W niedzielnym głosowaniu mieszkańcy Białegostoku mają rozstrzygnąć, czy są za czy przeciw sprzedaży przez samorząd udziałów w Miejskim Przedsiębiorstwie Energetyki Cieplnej. Inicjatorzy referendum, z PiS na czele, są przeciwni prywatyzacji.
Intensywną kampanię prowadzi obecnie komitet ds. referendum - organizuje konferencje prasowe i spotkania z mieszkańcami, dystrybuuje ulotki, w mieście wisi około 200 banerów z datą referendum i hasłami zachęcającymi do udziału.

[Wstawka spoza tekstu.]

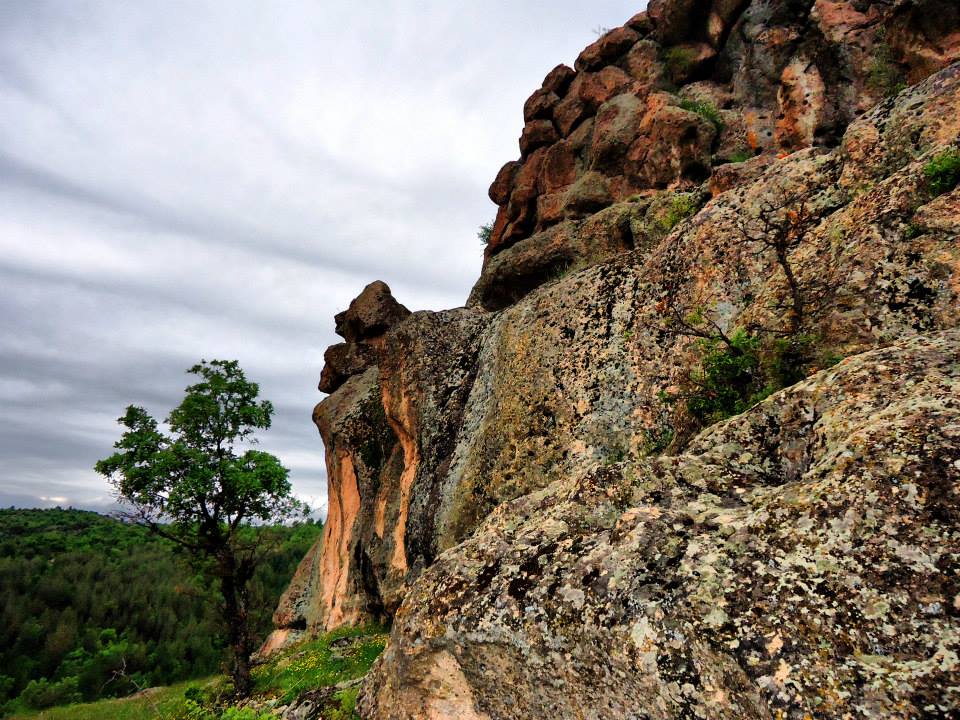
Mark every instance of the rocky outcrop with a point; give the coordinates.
(689, 88)
(797, 561)
(531, 457)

W odpowiedzi na pytanie PAP, dotyczące prowadzenia przez władze Białegostoku kampanii referendalnej, magistrat przesłał stanowisko, z którego wynika, że nie ma możliwości sfinansowania z budżetu miasta takiej kampanii.

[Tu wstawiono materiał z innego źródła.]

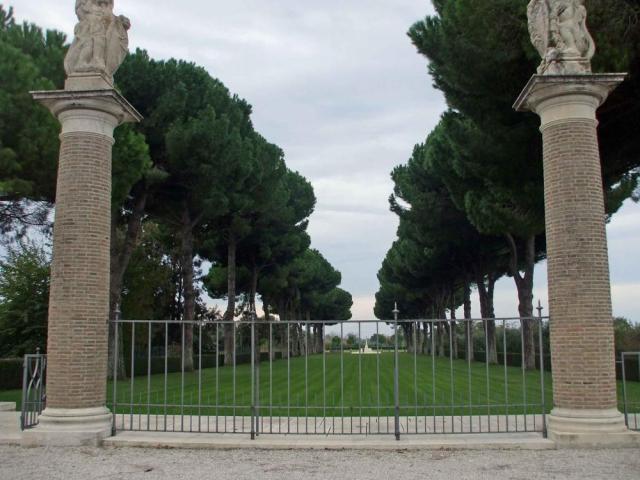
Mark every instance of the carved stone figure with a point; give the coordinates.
(100, 40)
(559, 32)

Jak napisano, zgodnie z zapisami ustawy o referendum lokalnym, z budżetu miasta zostaną pokryte koszty związane z poinformowaniem mieszkańców Białegostoku o referendum (informacje techniczne, typu: komisje, obwody, godziny, sposób głosowania, itp.).
"Jednocześnie w ustawie brak jest zapisów przewidujących finansowanie kampanii referendalnej ze środków publicznych" - podkreślono w przesłanym PAP stanowisku.

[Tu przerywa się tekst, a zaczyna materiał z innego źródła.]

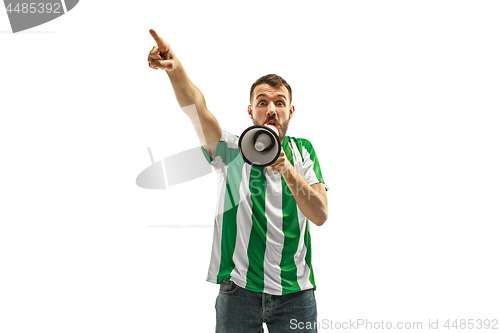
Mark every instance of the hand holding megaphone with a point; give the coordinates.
(281, 165)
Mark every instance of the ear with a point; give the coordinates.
(292, 111)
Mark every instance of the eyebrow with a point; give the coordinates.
(265, 95)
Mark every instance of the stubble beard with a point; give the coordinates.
(282, 128)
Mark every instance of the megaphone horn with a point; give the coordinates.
(260, 145)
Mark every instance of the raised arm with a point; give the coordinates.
(188, 96)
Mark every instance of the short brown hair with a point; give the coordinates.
(273, 80)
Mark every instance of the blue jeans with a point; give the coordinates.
(243, 311)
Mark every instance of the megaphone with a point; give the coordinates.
(260, 145)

Według magistratu zamiar zbycia udziałów w MPEC, wraz z uzasadnieniem, został zaprezentowany opinii publicznej, m.in. za pośrednictwem mediów, na sesjach rady, w wypowiedziach przedstawicieli Urzędu Miejskiego. Argumenty są także zaprezentowane na portalu miejskim www.bialystok.pl.
Prezydent Białegostoku Tadeusz Truskolaski publicznie zadeklarował, że udziału w referendum nie weźmie. W poniedziałek odbyła się nadzwyczajna sesja Rady Miasta, na której miał przedstawić informację o działaniach związanych z prywatyzacją MPEC, podjętych od listopada. Wtedy to, głosami PO, rada dała prezydentowi "zielone światło" do zbycia przez miasto udziałów w komunalnej spółce.
Prezydent ani żaden z jego zastępców na sesję jednak nie przyszedł. Magistrat reprezentował jeden z dyrektorów wydziałów.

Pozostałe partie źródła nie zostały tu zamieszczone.